Parigi, 6 luglio 2020 -  Il primo nome nel calendario dell'Haute Couture di Parigi (tre giorni da oggi a mercoledì 8 con presentazioni solo on line e prodigiosamente aperte a tutti e a tutto il mondo)  è Schiaparelli. Il brand di proprietà di Diego Della Valle, fondato nel 1927 dalla mitica Elsa Schiaparelli e disegnato oggi dal trentaquattrenne americano (del Texas, come Tom Ford) Daniel Roseberry, non ha potuto realizzare una vera collezione per colpa della pandemia. 

Ed ecco l'idea di Daniel, realizzare 31 disegni d'alta moda con tutte le icone e i miti del brand famoso per l'impronta surrealista di abiti e accessori, e farlo sulla panchina di un parco di New York.
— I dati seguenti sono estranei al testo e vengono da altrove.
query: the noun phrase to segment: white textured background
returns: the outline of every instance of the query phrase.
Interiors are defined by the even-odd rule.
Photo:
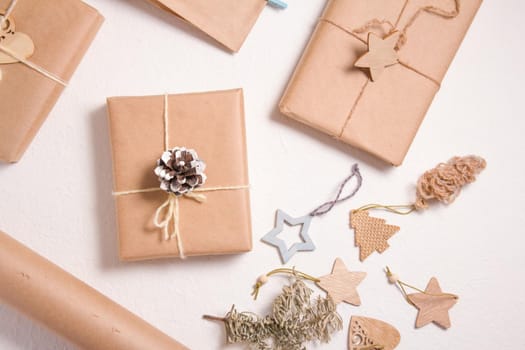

Ed ecco nel video che presenta il progetto Roseberry che il 29 giugno scorso esce di casa con mascherina e sneakers, cartella per i disegni e un pugno di matite e pennarelli, per poi varcare i cancelli del parco di Washington Square e sedersi su una panchina. 

Qui in tutta calma comincia a disegnare la collezione alta moda per il prossimo inverno battezzata "Collection Immaginaire", frutto delle fantasie di queste giornate di quarantena che hanno visto lo stilista confinato a New York e impossibilitato ad andare in atelier in Place Vendome a Parigi. Ed ecco questo omaggio alle ossessioni di Elsa, tra occhi e lucchetti, fiocchi e maniche a sbuffo, sbocciate su una panchina. Come non si era mai visto in haute couture, ma quella in corso è una storia nuova, concepita e recitata dagli stilisti solo in rete, democratica al massimo e sorprendente. Come nel caso di questa Schiaparelli.